Ciò che ha fatto Beppe Grillo non ha precedenti nella politica mondiale. Ha espulso i consiglieri comunali Favia e Salsi dal Movimento 5 Stelle con un minipost su un blog. Poi ha espulso la consigliera Raffaella Pirini per aver espresso solidarietà a Federica Salsi: in questo caso ha usato una raccomandata inviata dal suo studio legale. Non è mai accaduta una cosa del genere negli ultimi cento anni di vita politica nelle moderne democrazie. Ogni esperienza politica, in Occidente e Oriente, ha sempre fondato i suoi pilastri sul confronto collettivo. Le decisioni nei partiti e nei movimenti sono nate dopo un confronto democratico, attraverso riunioni, congressi e assemblee. Mi riferisco, naturalmente, alle vere esperienze democratiche e non ai partiti italiani, che troppo spesso hanno preso decisioni in stanze chiuse, con i soliti dirigenti con plurimandati. Insomma, nessuno mai è stato espulso da un movimento politico con un post su un blog e una raccomandata di due avvocati. E una barzelletta e purtroppo nasce in Italia.

L’Internazionale dei Partiti Pirati, nato nel 2006 come una confederazione tra partiti e movimenti, utilizza molto la Rete per l’organizzazione del suo impegno politico. Ma ha un consiglio direttivo e due presidenti, Marcel Kolaja (che un blog) e Samir Allioui. Questo gruppo di persone discute, si confronta e prende decisioni. Anche lo svedese Rickard Falkvingel, fondatore del Partito Pirata che nel 2009 alle elezioni europee ha ottenuto il 7,1% dei voti, non si sognerebbe di espellere nessuno dei suoi aderenti con un post su un blog o una raccomandata dei suoi legali. Invece Grillo, che si nasconde dietro il paravento della parola “Rete”, ritiene che appartenga alla democrazia impedire a due donne e un ragazzo di far politica, sottraendo l’uso del logo M5S. Che roba è questa? E’ politica? Allora ha ragione Michele Santoro quando dice che forse Beppe Grillo si è montato la testa. Che forse dovrebbe fare un’autocritica e confrontarsi – sul serio – con gli attivisti del M5S. Magari in un’assemblea pubblica, dove lo stesso Grillo risponde alle critiche su certi comportamenti (come ed esempio usare un video per dire ai dissidenti “fuori dalle palle!”). Eh, no, caro Grillo: se invochi tanto la Rete – cioè un mezzo basato sul confronto e la condivisione – devi essere il primo a dimostrare che non fai chiacchiere, ma che sei disponibile a partecipare a un’assemblea democratica, un confronto pubblico, una riunione politica dove gli attivisti hanno il diritto di registrarsi per parlare, criticare, e infine votare.
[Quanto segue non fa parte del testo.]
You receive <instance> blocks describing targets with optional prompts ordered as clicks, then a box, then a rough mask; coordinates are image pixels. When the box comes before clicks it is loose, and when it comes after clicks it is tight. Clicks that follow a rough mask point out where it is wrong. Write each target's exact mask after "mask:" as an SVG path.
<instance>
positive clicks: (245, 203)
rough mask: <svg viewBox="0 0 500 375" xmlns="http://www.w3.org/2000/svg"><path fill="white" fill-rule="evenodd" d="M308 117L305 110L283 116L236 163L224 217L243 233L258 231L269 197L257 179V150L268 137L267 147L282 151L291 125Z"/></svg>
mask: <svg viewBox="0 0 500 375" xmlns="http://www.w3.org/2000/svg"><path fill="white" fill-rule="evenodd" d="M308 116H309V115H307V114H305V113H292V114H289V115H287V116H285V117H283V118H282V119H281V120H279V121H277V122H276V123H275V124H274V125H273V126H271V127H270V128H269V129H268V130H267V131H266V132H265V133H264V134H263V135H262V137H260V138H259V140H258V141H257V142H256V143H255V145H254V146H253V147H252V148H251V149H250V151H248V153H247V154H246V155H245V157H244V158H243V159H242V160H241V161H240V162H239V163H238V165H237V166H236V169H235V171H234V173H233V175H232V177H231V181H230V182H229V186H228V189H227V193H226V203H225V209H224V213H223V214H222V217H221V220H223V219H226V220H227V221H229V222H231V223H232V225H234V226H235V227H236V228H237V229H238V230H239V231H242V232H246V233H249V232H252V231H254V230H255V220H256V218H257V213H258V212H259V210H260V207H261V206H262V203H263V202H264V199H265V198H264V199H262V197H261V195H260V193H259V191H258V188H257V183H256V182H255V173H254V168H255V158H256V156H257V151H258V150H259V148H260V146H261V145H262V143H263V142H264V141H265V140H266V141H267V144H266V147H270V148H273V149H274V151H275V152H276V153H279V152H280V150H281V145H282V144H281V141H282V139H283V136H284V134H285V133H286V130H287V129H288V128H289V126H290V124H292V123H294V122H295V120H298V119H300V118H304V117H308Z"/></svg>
Questo, però, non accadrà mai. Grillo è abituato ai monologhi. E il metodo con cui ha messo in atto  le espulsioni di tre consiglieri, mette in chiaro la sua concezione personale della politica. In pratica, il M5S è suo perché il logo è suo. E avverte: se vi sta bene quello che dico e decido, bene, altrimenti fuori dalle palle con un post o una raccomandata. E allora, con questi presupposti, credo che il M5S stia prendendo una deriva pericolosa. Rischia cioè di trasformarsi in un gruppo di yes-man, cioè gente che dice sì al capo e si guarda bene dal contestarlo, altrimenti rischia lo stesso metodo di esplusione. Ecco, questo non è democrazia. Non è politica.

Il mio iniziale interesse per il Movimento 5 Stelle – che ha proposte interessanti e positive – naufraga su una spiaggia arida dopo le recenti espulsioni dei consiglieri cinque stelle. Non mi piace il metodo. E’ la logica del capo che, per troppi anni con Berlusconi, abbiamo patito come Paese. No grazie, a questo giro voterò altrove.